Proprio a Trapani, come anche a Modena, nei giorni scorsi ci sono stati scontri, tentativi di fuga e botte tra “ospiti”, come sono chiamati dal Ministero, e poliziotti. L’esasperazione, il senso “di non fare nulla” e la rabbia segnano le vite in queste “carceri per innocenti”.
Luoghi di detenzione, con sbarre alte sette metri e filo spinato, sorvegliati giorno e notte da militari e agenti, dove finiscono 11.000 persone ogni anno, unicamente perché prive del permesso di soggiorno. Lì si vive sospesi: nel 2011, per decisione di Maroni, la detenzione è stata prolungata da un massimo di sei a diciotto mesi. Il 60% dei detenuti non viene identificato né rimpatriato, ma rilasciato ugualmente senza documenti dopo diciotto mesi. Con un anno e mezzo di vita in meno.
A Milo e negli altri Cie d’Italia, sono rinchiusi anche padri di famiglia che hanno perso il lavoro, lavoratrici con accento siciliano, ragazzi e ragazze nati in Italia. Magari dipinti come “diversi”, addirittura “criminali” da quando, nel 2009, è stato introdotto il reato di clandestinità.
Ma i diritti umani boccheggiano anche in altre zone della Sicilia. A Lampedusa, con gli sbarchi di questi giorni, il Centro di primo soccorso e accoglienza ha toccato nuovamente la punta di oltre 1.000 migranti, a fronte di una capienza massima di 250. Tra di loro, ci sono anche un centinaio di minori, molti dei quali arrivati già da oltre due settimane, nonostante il limite fissato dalla legge sia di 48 ore prima del loro trasferimento in strutture d’accoglienza adeguate.
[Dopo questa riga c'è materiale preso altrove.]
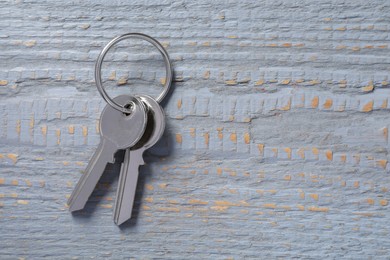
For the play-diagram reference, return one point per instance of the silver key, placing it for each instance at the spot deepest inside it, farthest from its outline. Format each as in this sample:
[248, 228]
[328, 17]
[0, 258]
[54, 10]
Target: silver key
[117, 131]
[133, 159]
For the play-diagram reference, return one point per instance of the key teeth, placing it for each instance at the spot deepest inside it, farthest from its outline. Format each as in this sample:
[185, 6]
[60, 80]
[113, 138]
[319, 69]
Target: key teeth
[73, 208]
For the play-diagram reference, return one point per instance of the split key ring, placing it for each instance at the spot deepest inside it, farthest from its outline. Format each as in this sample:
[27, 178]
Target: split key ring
[99, 62]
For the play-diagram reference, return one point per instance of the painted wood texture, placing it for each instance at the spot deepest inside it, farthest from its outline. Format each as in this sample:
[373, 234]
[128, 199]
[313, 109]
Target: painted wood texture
[277, 129]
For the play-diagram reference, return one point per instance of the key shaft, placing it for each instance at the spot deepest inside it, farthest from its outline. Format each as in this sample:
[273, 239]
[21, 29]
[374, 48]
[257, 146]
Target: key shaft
[134, 158]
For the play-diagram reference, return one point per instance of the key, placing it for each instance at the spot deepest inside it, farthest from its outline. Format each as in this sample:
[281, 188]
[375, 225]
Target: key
[133, 159]
[118, 131]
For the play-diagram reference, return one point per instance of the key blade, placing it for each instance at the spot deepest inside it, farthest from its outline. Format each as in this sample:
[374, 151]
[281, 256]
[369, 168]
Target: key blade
[127, 185]
[104, 154]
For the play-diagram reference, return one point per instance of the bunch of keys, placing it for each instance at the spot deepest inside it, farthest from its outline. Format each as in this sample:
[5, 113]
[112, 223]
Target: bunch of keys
[130, 123]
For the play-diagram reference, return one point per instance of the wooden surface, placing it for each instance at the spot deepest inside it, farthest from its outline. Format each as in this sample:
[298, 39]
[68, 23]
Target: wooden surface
[277, 129]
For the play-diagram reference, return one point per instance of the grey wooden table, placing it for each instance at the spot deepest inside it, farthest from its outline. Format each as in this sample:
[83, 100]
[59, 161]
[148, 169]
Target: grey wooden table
[277, 129]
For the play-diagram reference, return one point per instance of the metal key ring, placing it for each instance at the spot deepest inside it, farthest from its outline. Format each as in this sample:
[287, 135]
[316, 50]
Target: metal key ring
[99, 62]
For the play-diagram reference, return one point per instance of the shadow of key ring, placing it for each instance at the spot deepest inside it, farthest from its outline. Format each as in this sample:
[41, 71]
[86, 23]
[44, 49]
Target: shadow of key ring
[99, 62]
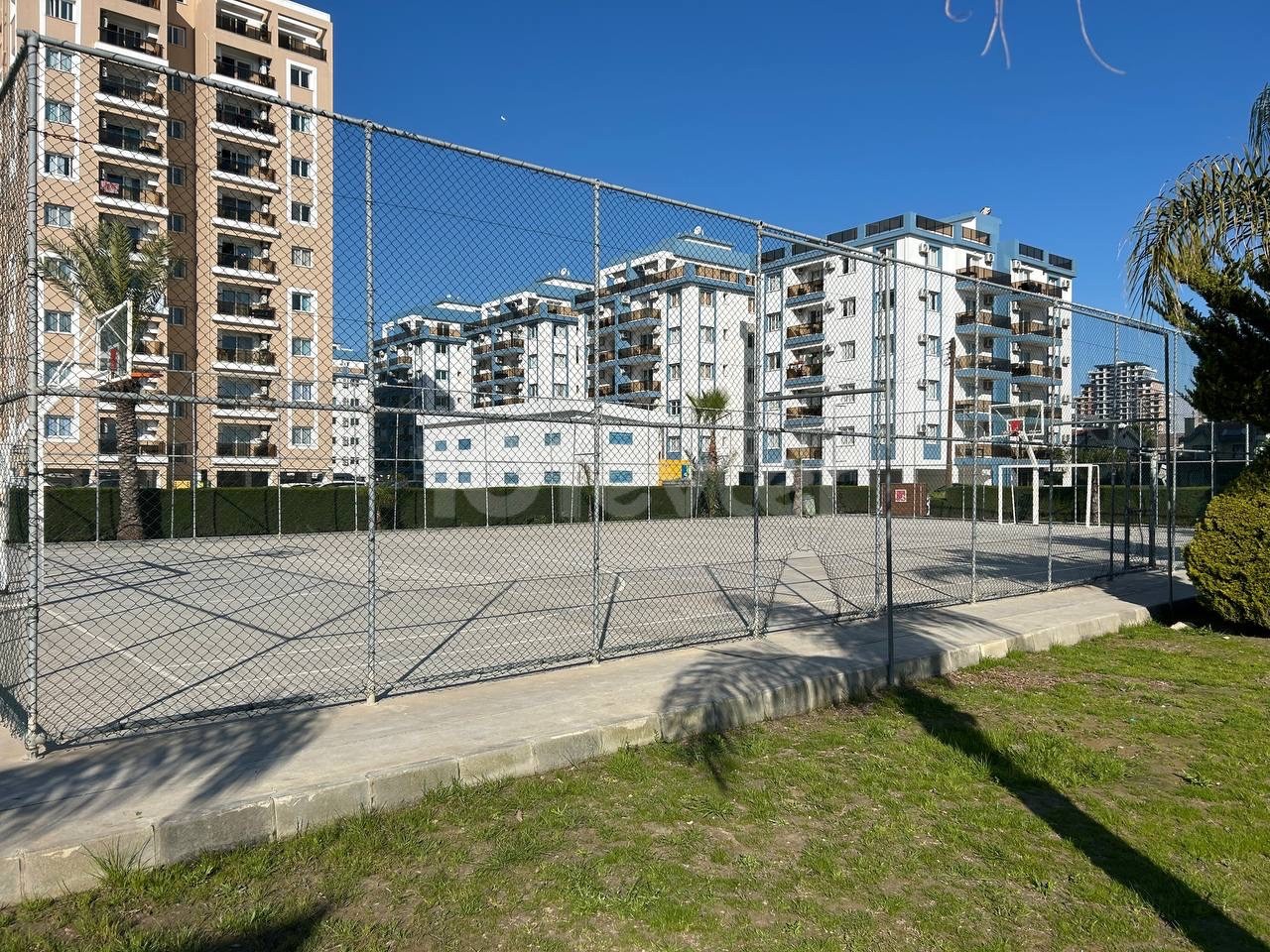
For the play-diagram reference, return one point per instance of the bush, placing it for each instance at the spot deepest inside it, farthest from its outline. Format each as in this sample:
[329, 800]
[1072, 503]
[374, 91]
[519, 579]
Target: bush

“Le condizioni di promiscuità, sovraffollamento e carenza d’igiene sono molto lontane da quella protezione che il sistema legislativo italiano prevede per questi ragazzi e ragazze”, spiega Federica Giannotta di Terre des Hommes, associazione che ha attivato a giugno un progetto di assistenza psicologica e psicosociale per i minori stranieri non accompagnati e le famiglie con bambini.
Secondo l’Ong, la permanenza protratta ha ricadute importanti sugli adolescenti: “Questi ragazzi hanno operato una rottura molto dolorosa con i loro contesti di provenienza, rischiando la vita pur di poter scegliere del proprio futuro. Hanno un carico di speranze ma anche di doveri verso la propria famiglia, per questo la permanenza prolungata nel centro diventa fonte di angoscia perché alimenta in loro l’idea di fallimento”. Oltre che rendere potenzialmente “emergenziale” una situazione, quella degli sbarchi sulle coste siciliane, che è invece ordinaria, prevedibile e gestibile.
Le condizioni di accoglienza sono critiche anche a Siracusa, nell’ex scuola Umberto I, dove 95 adolescenti vivono in totale promiscuità con donne e uomini, nelle stanze e nei bagni, dormendo a terra su materassi vecchi e non ignifughi.
Qui, e nel resto della Provincia, Emergency ha costituito un ambulatorio per garantire assistenza sanitaria ai migranti che sbarcano ormai quotidianamente: dall’inizio dell’anno, sono oltre 3.000 le persone approdate sulla costa sud-est, in particolare nella zona di Porto Palo e Capo Passero.
C’è anche una buona notizia segnalata dall’Ong: la stretta collaborazione con le autorità locali, il Comune, la Prefettura, la Asl di Siracusa e la Protezione civile di Priolo.